Ketua Umum Persatuan Pewarta Warga Indonesia (PPWI), Wilson Lalengke, S.Pd, M.Sc, MA saat dihubungi oleh awak media melalui pesan singkat Whatsapp, memberikan tanggapan menohok terhadap Pemda setempat. “Pemerintah jangan menjadi jongos alias babu Dewan Pers,” ucap Wilson Lalengke, Kamis (18/6/2021).
Peraturan-peraturan yang diterbitkan oleh Pemerintah Pusat dan Daerah, lanjut Lulusan PPRA-48 Lemhannas RI tahun 2012 itu, dibuat di atas surat berlogo Garuda Pancasila, sehingga tidak semestinya berisi ketentuan yang bernuansa ketundukkan atau ketaatan di bawah logo-logo lainnya, seperti logo bunga kuburan (kamboja) Dewan Pers.
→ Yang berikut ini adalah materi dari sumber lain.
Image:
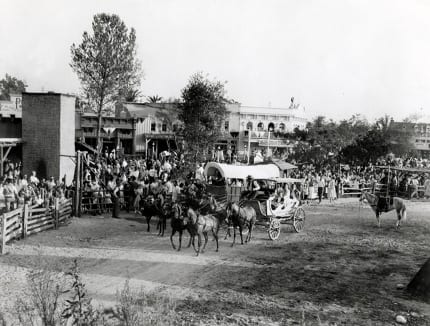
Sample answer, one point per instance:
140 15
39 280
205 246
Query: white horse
379 207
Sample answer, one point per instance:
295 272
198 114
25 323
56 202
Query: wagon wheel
274 229
299 219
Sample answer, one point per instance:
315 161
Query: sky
336 57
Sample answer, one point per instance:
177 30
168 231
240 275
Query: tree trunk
420 284
99 127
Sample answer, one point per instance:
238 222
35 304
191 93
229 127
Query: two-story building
420 131
156 126
117 133
265 129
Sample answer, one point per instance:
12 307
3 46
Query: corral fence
27 220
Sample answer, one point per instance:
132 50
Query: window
282 126
260 126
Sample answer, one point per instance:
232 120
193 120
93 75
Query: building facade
10 130
117 133
261 128
420 131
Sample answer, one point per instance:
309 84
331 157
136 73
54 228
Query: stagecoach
225 190
275 216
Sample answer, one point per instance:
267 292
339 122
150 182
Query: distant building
420 131
156 126
117 133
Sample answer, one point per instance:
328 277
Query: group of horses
199 217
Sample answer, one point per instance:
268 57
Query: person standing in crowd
427 186
200 172
331 189
116 199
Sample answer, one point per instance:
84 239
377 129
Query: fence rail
28 220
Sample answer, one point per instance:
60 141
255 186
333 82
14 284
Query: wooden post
77 183
56 212
3 234
25 213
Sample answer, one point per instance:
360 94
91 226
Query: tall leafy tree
202 111
106 64
9 85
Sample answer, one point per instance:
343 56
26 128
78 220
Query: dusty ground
340 270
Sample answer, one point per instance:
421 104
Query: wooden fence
28 220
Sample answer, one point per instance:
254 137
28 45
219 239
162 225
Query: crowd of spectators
17 189
111 182
333 181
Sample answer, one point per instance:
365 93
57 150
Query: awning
284 165
227 171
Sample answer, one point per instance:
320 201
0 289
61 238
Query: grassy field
341 270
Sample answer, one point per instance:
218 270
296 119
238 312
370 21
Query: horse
153 207
378 206
201 225
241 217
179 224
218 210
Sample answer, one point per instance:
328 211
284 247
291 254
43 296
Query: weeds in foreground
42 305
140 308
56 299
78 309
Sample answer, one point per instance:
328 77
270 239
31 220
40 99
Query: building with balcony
420 131
265 129
156 126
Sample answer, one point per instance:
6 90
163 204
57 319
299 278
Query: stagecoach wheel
299 219
274 229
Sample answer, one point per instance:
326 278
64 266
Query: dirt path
341 269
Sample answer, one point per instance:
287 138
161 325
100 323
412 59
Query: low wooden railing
28 220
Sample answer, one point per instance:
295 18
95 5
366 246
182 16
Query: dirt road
341 270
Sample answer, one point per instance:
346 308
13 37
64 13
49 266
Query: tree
202 111
106 64
9 85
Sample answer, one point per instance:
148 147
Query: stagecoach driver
253 187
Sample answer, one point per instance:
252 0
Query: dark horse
179 224
379 205
241 217
154 207
201 225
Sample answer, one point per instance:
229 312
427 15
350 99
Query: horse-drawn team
199 214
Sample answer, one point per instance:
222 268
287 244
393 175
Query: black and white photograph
214 162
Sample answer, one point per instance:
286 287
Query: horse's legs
399 217
248 238
191 239
180 240
215 233
240 232
205 234
148 220
227 234
171 238
199 242
234 235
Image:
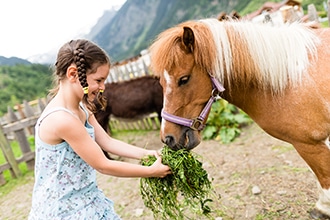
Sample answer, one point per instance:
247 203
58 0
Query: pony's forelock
268 56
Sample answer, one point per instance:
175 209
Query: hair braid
88 57
79 59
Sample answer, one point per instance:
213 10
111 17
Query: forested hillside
23 82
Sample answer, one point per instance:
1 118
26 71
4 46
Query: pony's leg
318 158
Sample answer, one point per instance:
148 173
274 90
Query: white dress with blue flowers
65 185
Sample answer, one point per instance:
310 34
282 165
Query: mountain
11 61
137 22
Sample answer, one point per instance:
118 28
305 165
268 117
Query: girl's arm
78 138
115 146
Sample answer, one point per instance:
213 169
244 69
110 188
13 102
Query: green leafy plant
187 187
224 122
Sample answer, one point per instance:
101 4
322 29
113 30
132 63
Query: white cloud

Sebagai lembaga non pemerintah (Non Governmental Organization) Dewan Pers hakekatnya tidak lebih dari sebuah Lembaga Swadaya Masyarakat (LSM) di bidang pers.
Masih kata Wilson Lalengke, Surat Edaran Dewan Pers merupakan produk hukum yang hanya mengikat para personil di internal lembaga Dewan Pers dan underbow-nya. “Sehubungan dengan itu, sekali lagi ditegaskan bahwa peraturan-peraturan Pemerintah, baik Pusat maupun Daerah, tidak boleh tunduk dan taat terhadap surat edaran atau peraturan apapun yang dibuat oleh LSM Dewan Pers,” tegas pria yang menyelesaikan pasca sarjananya di bidang Global Ethics di Universitas Birmingham, Inggris ini.
Wilson selanjutnya menjelaskan bahwa berdasarkan Pasal 15 UU No. 40 tahun 1999 tentang Pers, Dewan Pers bukanlah lembaga verifikasi media atau lembaga perizinan di bidang pers. Oleh karena itu, ketentuan verifikasi media oleh lembaga Dewan Pers diperuntukan dan atau diperlukan hanya untuk internal Dewan Pers saja, tidak boleh dijadikan ukuran dan dasar penentuan kebijakan dan peraturan oleh lembaga lain, apalagi oleh institusi Pemerintah.
Selanjutnya, terkait Uji Kompetensi Wartawan (UKW), Wilson mengatakan bahwa UKW yang diselenggarakan di bawah lisensi Dewan Pers adalah illegal. “Tidak ada ketentuan tersurat maupun tersirat dalam UU Pers yang memberikan hak kepada Dewan Pers dan underbow-nya untuk melakukan UKW. Uji kompetensi bagi semua bidang pekerjaan, keahlian, dan profesi, adalah ranahnya UU No. 13 tahun 2003 tentang Ketenagakerjaan, yang pelaksanaannya dilakukan oleh Badan Nasional Sertifikasi Profesi atau BNSP,” beber Wilson yang telah melatih ribuan anggota TNI, Polri, PNS, dosen, mahasiswa, wartawan, ormas, dan masyarakat umum di bidang jurnalistik itu.
Berdasarkan ketentuan perundangan tersebut, tambah Wilson lagi, maka Dewan Pers sesungguhnya telah melakukan malpraktek perundangan ketika melakukan UKW. “Karena itu, lembaga pemerintah yang mengikuti dan mengaminkan perilaku sesat Dewan Pers terkait UKW, termasuk verifikasi media, dapat dikatakan telah melakukan pelanggaran perundangan, yang oleh sebab itu kekeliruan tersebut harus dihentikan,” pungkas alumni Program Persahabatan Indonesia – Jepang Abad-21 ini mengakhiri penuturannya.